The music metadata matching we do as part of Operation Omar the Popyoular platform includes a couple of stages that involve some heavy data lifting. One of these requires us to import data from more than one source about a huge number of individual items. We need to perform a few crucial operations on each single item while importing the data. We tried a few different approaches, but ended up frustrated by the sheer time a complete import would take. With the number of items in the millions, super fast crunching can only do so much as long as we're dealing with a single queue.
While these complete imports don't need to be repeated very often at all, we still found the time involved unacceptable. The consequences of any mistakes or the need for adjustments would be far too damaging to our overall progress.

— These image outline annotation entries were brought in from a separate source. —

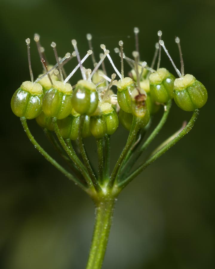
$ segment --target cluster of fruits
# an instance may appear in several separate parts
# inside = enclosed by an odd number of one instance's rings
[[[159,44],[156,46],[155,57],[150,68],[145,62],[141,62],[138,52],[133,53],[134,60],[125,56],[123,51],[123,42],[120,41],[120,49],[116,48],[121,56],[121,73],[116,69],[105,46],[101,45],[104,52],[98,63],[93,63],[94,69],[84,67],[84,58],[81,60],[76,41],[72,43],[75,51],[71,56],[67,53],[61,60],[57,55],[56,44],[51,46],[56,55],[57,64],[53,67],[47,66],[44,58],[44,49],[40,46],[39,36],[36,35],[35,40],[38,45],[41,61],[44,67],[44,74],[40,75],[34,82],[31,70],[29,39],[26,41],[28,46],[29,60],[31,81],[23,82],[14,93],[11,101],[14,113],[18,117],[28,119],[36,118],[38,124],[43,128],[54,130],[52,119],[57,119],[58,124],[64,138],[75,140],[78,137],[80,117],[84,116],[82,123],[82,135],[85,137],[93,135],[96,138],[102,137],[105,134],[113,134],[116,130],[119,121],[126,129],[130,129],[133,117],[139,120],[140,128],[144,128],[148,122],[150,115],[156,113],[161,105],[165,105],[170,99],[174,98],[177,105],[182,109],[188,111],[199,108],[205,103],[207,98],[207,91],[203,85],[192,75],[184,75],[181,53],[181,73],[176,68],[179,77],[174,76],[166,69],[160,68],[161,48],[162,46],[175,67],[166,50],[163,41],[161,40],[162,33],[159,31]],[[90,42],[91,35],[87,37]],[[176,42],[179,45],[178,38]],[[158,54],[157,68],[153,68],[155,60]],[[90,50],[85,58],[92,54]],[[111,78],[107,75],[105,68],[98,68],[106,56],[110,60],[120,79],[114,80],[116,75]],[[64,78],[64,61],[76,56],[79,64],[68,77]],[[123,59],[133,67],[130,76],[124,77]],[[74,86],[68,83],[69,80],[80,67],[83,79],[78,81]],[[117,95],[112,89],[117,88]],[[117,97],[117,98],[116,98]]]

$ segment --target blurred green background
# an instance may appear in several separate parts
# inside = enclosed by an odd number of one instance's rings
[[[179,66],[174,39],[179,36],[185,73],[205,85],[209,98],[190,133],[120,195],[103,268],[214,268],[215,1],[1,0],[1,6],[0,268],[82,269],[94,222],[92,202],[36,150],[11,110],[13,92],[30,79],[25,39],[33,41],[34,33],[39,33],[53,63],[52,41],[63,56],[73,51],[71,40],[75,38],[83,56],[88,49],[86,34],[91,33],[96,54],[101,52],[100,44],[105,44],[119,68],[113,49],[122,40],[125,53],[131,56],[135,26],[140,29],[142,59],[149,63],[161,30]],[[33,42],[31,50],[36,77],[42,69]],[[68,72],[75,61],[68,65]],[[90,61],[87,62],[92,67]],[[161,63],[175,74],[163,52]],[[113,72],[110,67],[109,70]],[[160,116],[155,118],[153,126]],[[150,148],[191,116],[174,104]],[[29,125],[40,143],[61,162],[35,121]],[[112,165],[127,135],[120,128],[113,136]],[[92,141],[87,143],[95,160]]]

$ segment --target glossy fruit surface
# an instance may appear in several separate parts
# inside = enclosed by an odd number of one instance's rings
[[[102,115],[106,122],[106,133],[111,135],[114,134],[119,124],[118,116],[109,103],[104,103],[101,106]]]
[[[38,83],[25,81],[14,94],[11,105],[14,114],[18,117],[30,120],[36,117],[42,111],[43,98],[42,86]]]
[[[149,76],[151,96],[156,102],[165,103],[173,97],[174,76],[165,68],[160,68]]]
[[[118,103],[120,108],[127,113],[131,112],[130,97],[135,87],[135,82],[130,77],[125,77],[117,83]]]
[[[173,90],[175,102],[180,108],[186,111],[200,108],[208,99],[205,87],[192,75],[187,74],[176,79]]]
[[[99,103],[95,85],[86,80],[79,80],[74,90],[72,102],[73,107],[78,113],[91,115],[96,109]]]
[[[44,96],[42,104],[44,113],[48,117],[56,117],[58,119],[67,117],[72,111],[73,91],[70,84],[56,82]]]

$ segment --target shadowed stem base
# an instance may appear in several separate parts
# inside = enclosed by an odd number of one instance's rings
[[[96,220],[86,269],[102,267],[112,223],[116,199],[105,197],[96,201]]]

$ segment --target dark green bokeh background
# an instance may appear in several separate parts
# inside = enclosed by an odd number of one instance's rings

This problem was practically begging us to have a closer look at MapReduce and Hadoop. What we had was a massive number of similarly structured items on which we needed to perform the same basic operations. The ability to distribute the work and have it done in parallel seemed perfect. And it was. After implementing a solution using Hadoop we went from measuring the time it takes to do a full import from days to minutes. Wow!
Raw MapReduce is sometimes, admittedly, hard to wrap your head around being quite the low-level framework that it is. Our data crunching described here was actually implemented using the Cascading Framework. Cascading is a library that sits on top of Hadoop and lets you define your distributed processes on a higher level and without having to "think in MapReduce".